- Born: October 19, 1951 (age 74) Cincinnati, Ohio, U.S.
- Education: University of Cincinnati – College-Conservatory of Music; Hochschule für Musik Freiburg;
- Genre: Contemporary classical music
- Occupation: Flautist
- Instrument: Flute
- Years active: 1970s–present
- Website: carinlevine.de

= Carin Levine =

American classical flautist

Carin Levine is an American classical flautist.

== Life ==
Levine studied at the University of Cincinnati with Jack Wellbaum (flute) and Peter Kamnitzer (chamber music), then from 1974 at the Hochschule für Musik Freiburg with Aurèle Nicolet (flute), Klaus Huber and Brian Ferneyhough (Neue Musik). As an interpreter and lecturer (e.g. since 1996 at the Darmstadt Summer Courses), she is particularly committed to the flute literature of the present. In Bärenreiter-Verlag she publishes the series Contemporary Music for Flute.
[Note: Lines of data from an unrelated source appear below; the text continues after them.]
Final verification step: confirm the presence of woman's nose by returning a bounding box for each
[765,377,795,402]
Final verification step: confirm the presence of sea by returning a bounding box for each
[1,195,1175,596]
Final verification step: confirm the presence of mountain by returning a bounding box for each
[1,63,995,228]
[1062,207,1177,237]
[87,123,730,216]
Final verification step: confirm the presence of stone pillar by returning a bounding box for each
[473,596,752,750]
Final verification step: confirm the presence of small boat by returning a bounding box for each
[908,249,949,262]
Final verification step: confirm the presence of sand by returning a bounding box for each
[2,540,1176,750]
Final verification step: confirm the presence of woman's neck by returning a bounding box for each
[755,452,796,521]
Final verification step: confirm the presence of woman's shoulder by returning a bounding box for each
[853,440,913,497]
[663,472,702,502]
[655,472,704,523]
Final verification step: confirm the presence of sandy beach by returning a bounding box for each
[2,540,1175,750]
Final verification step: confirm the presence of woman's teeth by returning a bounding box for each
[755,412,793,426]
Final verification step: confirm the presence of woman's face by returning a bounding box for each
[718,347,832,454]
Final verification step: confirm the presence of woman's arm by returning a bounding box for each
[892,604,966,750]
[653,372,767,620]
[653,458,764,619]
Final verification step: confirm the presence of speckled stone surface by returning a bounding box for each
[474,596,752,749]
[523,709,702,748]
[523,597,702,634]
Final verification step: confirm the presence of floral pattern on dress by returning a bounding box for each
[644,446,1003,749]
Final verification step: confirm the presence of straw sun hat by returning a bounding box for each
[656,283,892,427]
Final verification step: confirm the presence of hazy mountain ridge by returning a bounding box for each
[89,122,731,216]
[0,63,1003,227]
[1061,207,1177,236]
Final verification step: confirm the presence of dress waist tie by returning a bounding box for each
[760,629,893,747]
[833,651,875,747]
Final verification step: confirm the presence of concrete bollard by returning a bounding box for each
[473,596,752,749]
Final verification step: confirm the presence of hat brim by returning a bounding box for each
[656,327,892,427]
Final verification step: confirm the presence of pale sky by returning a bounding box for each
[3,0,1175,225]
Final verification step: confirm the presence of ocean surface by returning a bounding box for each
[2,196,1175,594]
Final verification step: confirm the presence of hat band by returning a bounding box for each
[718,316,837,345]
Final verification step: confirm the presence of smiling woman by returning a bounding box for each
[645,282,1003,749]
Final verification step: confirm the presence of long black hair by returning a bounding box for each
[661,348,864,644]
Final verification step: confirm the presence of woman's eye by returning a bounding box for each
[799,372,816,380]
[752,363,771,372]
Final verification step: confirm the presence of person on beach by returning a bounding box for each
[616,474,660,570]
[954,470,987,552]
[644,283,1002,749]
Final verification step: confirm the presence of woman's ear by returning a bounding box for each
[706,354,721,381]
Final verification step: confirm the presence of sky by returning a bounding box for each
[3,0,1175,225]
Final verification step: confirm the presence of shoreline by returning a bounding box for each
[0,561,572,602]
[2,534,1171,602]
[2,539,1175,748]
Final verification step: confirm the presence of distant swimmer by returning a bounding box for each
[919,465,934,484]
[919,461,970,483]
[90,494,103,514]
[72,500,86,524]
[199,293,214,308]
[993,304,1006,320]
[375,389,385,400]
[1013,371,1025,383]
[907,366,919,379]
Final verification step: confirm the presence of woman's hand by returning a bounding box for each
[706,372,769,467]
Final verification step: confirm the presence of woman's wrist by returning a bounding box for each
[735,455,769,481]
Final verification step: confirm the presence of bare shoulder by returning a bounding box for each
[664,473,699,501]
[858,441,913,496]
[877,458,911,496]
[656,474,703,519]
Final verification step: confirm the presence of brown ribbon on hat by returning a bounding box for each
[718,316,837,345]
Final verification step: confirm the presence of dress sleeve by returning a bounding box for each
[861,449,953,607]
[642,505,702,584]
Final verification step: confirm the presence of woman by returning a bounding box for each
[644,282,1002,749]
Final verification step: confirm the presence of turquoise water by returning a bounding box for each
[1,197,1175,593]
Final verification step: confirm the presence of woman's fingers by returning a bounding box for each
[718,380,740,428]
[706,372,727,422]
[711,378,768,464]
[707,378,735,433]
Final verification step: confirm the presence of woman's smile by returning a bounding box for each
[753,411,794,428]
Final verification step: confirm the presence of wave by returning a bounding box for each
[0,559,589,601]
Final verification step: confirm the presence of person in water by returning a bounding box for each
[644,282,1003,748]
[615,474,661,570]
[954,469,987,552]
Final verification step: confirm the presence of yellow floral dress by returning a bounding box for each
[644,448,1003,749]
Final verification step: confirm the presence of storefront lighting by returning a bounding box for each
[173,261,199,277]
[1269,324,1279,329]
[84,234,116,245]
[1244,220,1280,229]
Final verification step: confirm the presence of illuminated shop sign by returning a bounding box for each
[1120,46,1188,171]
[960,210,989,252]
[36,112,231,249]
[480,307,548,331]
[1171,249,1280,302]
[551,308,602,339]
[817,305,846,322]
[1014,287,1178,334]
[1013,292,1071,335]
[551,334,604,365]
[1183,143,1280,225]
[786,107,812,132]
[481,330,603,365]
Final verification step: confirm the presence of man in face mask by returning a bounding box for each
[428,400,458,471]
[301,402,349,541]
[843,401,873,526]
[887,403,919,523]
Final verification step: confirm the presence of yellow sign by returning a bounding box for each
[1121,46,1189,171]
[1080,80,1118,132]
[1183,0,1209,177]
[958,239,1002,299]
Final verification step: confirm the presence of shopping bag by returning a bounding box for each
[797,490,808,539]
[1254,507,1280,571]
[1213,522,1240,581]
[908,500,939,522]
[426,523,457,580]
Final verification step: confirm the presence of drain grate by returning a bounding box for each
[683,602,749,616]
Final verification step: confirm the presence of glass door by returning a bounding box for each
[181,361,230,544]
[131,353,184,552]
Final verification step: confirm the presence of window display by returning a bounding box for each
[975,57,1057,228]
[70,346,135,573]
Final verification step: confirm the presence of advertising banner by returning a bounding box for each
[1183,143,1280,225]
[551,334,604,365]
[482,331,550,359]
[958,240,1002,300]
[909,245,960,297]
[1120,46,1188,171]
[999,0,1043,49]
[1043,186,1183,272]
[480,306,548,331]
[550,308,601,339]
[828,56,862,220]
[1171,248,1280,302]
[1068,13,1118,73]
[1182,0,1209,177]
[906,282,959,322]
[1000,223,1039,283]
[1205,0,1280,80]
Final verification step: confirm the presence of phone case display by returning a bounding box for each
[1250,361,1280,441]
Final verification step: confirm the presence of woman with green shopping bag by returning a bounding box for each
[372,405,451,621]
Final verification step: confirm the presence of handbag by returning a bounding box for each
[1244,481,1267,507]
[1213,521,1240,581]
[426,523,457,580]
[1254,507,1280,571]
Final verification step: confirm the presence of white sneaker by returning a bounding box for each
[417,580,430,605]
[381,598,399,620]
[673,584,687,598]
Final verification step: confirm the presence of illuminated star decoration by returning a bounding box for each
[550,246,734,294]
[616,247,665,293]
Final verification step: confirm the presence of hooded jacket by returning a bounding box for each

1980-2000, Levine was a flutist in the Ensemble Köln. She plays in a duo with the violinist David Alberman (since 1995) and the percussionists Christian Dierstein. (b. 1965) and Marta Klimasara (b. 1975). Together with the oboist Peter Veale (b. 1959) and the bassoonist Pascal Gallois she founded the Aeolian Trio.

In 2008, she founded the Landesjugendensemble Neue Musik Niedersachsen, of which she is artistic director.